The Good
Anomaly 2 carries on the tradition of the previous games with a confident stride, and is for the most part a very solid case of more-of-the-same. Yet the ability to morph units into alternative powerhouses to meet changing circumstances also adds a great deal of variety. The ability to change your force's routes remains in this sequel, a system which adds as much challenge to the game as you wish to take on. Do you travel the longer road and bag some bonus points - at the risk of failure - or play it safe and merely slink your way home? In this manner, Anomaly 2 continues to cater for all of its players extremely well. If you've really got the chops for it, there's multiplayer to get stuck into as well.
The Bad
Only two things take a little of the shine off Anomaly 2, both of which can presumably be tweaked in a patch. Firstly, and even on a fourth-generation iPad, there was a certain amount of sluggishness to the framerate.

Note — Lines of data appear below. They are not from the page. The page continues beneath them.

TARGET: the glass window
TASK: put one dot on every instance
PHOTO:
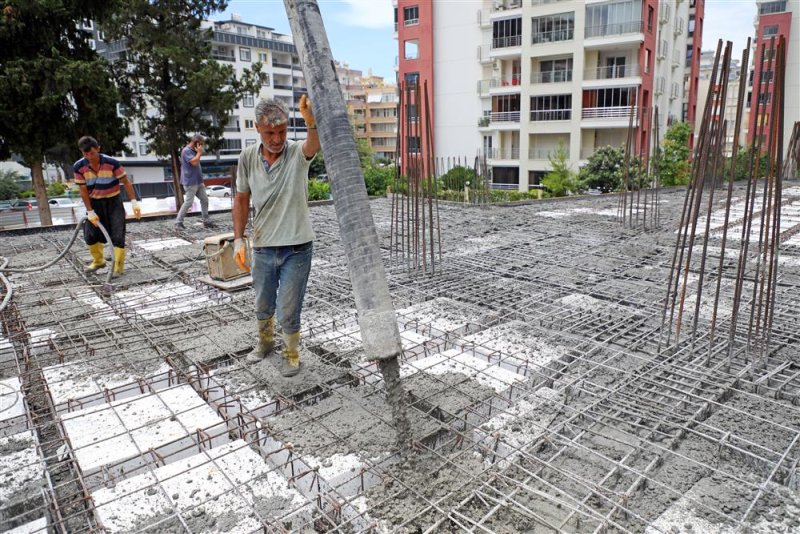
(411, 15)
(411, 49)
(553, 28)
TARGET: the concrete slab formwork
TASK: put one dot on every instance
(540, 395)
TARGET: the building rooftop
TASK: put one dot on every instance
(542, 393)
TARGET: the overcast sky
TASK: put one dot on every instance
(361, 32)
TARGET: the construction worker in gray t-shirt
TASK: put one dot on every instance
(274, 175)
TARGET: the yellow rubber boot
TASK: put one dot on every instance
(98, 261)
(266, 340)
(290, 365)
(119, 261)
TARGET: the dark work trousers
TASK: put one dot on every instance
(112, 216)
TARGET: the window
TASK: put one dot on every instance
(556, 70)
(507, 33)
(551, 108)
(614, 18)
(411, 49)
(772, 7)
(411, 15)
(553, 28)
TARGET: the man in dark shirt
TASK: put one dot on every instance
(192, 180)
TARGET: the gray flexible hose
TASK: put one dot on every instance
(4, 269)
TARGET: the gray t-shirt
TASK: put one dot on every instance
(190, 174)
(279, 195)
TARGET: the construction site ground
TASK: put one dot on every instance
(543, 393)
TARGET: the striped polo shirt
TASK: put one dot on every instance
(102, 182)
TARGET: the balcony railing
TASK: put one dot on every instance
(616, 28)
(551, 76)
(610, 73)
(614, 112)
(542, 153)
(223, 57)
(553, 36)
(507, 42)
(503, 153)
(499, 116)
(551, 115)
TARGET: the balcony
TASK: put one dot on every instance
(613, 29)
(506, 42)
(614, 72)
(542, 154)
(503, 153)
(552, 76)
(553, 36)
(551, 115)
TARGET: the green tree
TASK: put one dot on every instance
(604, 170)
(54, 88)
(168, 79)
(9, 185)
(674, 158)
(56, 189)
(376, 316)
(560, 181)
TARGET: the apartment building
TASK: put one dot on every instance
(239, 44)
(775, 18)
(729, 112)
(372, 108)
(514, 79)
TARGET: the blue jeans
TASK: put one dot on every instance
(280, 275)
(190, 191)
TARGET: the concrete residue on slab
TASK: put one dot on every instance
(349, 421)
(80, 379)
(516, 339)
(161, 300)
(225, 489)
(457, 361)
(21, 480)
(105, 434)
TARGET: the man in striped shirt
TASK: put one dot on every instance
(99, 177)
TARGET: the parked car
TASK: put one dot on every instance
(25, 204)
(62, 203)
(218, 191)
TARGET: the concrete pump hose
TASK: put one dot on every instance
(4, 269)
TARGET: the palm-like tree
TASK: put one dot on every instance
(376, 316)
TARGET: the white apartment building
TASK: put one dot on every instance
(239, 44)
(514, 79)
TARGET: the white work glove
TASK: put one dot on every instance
(240, 254)
(93, 218)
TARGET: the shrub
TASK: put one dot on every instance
(9, 186)
(56, 189)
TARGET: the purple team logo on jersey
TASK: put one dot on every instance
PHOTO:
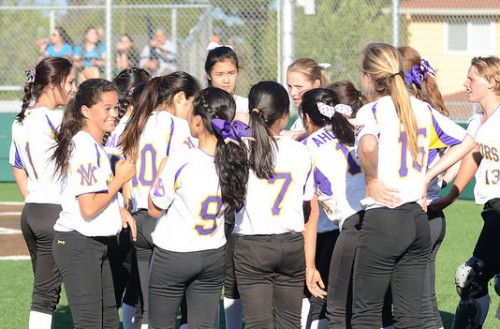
(159, 190)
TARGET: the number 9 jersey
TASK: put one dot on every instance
(188, 189)
(396, 167)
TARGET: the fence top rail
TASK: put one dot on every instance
(103, 6)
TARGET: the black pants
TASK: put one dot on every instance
(339, 298)
(393, 249)
(488, 245)
(37, 225)
(430, 311)
(197, 275)
(270, 270)
(120, 258)
(143, 252)
(325, 243)
(84, 265)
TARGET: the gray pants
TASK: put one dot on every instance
(84, 265)
(37, 225)
(393, 250)
(270, 270)
(199, 275)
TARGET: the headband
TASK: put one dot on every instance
(231, 131)
(328, 111)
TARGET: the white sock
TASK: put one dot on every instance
(39, 320)
(305, 320)
(233, 312)
(128, 316)
(319, 324)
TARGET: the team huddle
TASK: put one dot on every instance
(157, 196)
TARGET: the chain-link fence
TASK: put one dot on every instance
(447, 33)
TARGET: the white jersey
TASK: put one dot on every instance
(162, 136)
(31, 149)
(395, 165)
(89, 172)
(338, 175)
(488, 174)
(188, 189)
(241, 104)
(274, 206)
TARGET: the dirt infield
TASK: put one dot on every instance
(11, 239)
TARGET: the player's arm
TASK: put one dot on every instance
(21, 178)
(375, 188)
(93, 203)
(468, 168)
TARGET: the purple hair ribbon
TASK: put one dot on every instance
(231, 131)
(30, 74)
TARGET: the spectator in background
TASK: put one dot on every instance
(90, 56)
(159, 57)
(59, 44)
(126, 55)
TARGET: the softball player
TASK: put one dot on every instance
(91, 217)
(151, 134)
(189, 256)
(129, 83)
(221, 69)
(302, 75)
(420, 77)
(396, 131)
(269, 253)
(472, 277)
(50, 84)
(341, 187)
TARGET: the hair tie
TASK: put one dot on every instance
(212, 45)
(328, 110)
(30, 74)
(231, 132)
(426, 68)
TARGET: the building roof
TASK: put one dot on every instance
(450, 7)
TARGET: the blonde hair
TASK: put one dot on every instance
(310, 69)
(383, 63)
(489, 68)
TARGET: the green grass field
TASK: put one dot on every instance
(463, 226)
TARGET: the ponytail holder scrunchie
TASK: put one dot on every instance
(426, 68)
(231, 132)
(30, 74)
(328, 111)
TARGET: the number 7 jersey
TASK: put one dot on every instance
(396, 167)
(274, 206)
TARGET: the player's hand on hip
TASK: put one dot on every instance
(314, 283)
(382, 193)
(129, 222)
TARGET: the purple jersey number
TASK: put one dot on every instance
(148, 165)
(352, 166)
(287, 179)
(27, 148)
(210, 209)
(403, 170)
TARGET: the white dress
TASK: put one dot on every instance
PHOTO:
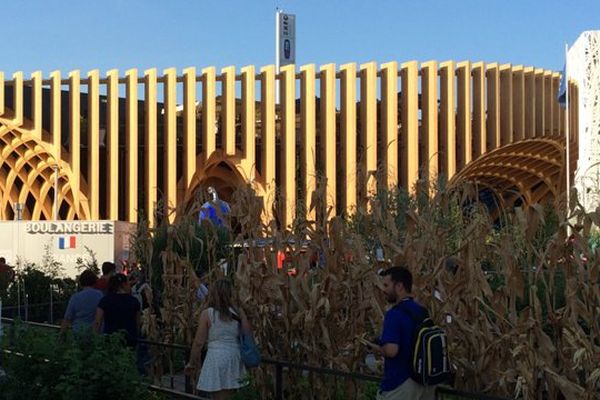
(223, 368)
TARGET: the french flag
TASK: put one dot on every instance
(66, 242)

As a result, there's a second minor problem - a sense of lag when selecting options or moving around the play area. To be clear, these issues aren't deal-breakers by any means, but you'll have to adjust to them, and you'll wish you didn't have to. It's also a pretty safe evolution of the game series, all things considered
The Verdict
Despite a handful of technical hiccups, Anomaly 2 is everything fans of the previous games in the series would have asked for, and is a very easy sale for existing Anomaly nuts. Those who are put off by the typically static, reactive gameplay of the tower-defense genre, could do a lot worse than Anomaly 2 if they wish to discover what this gaming scene is really capable of.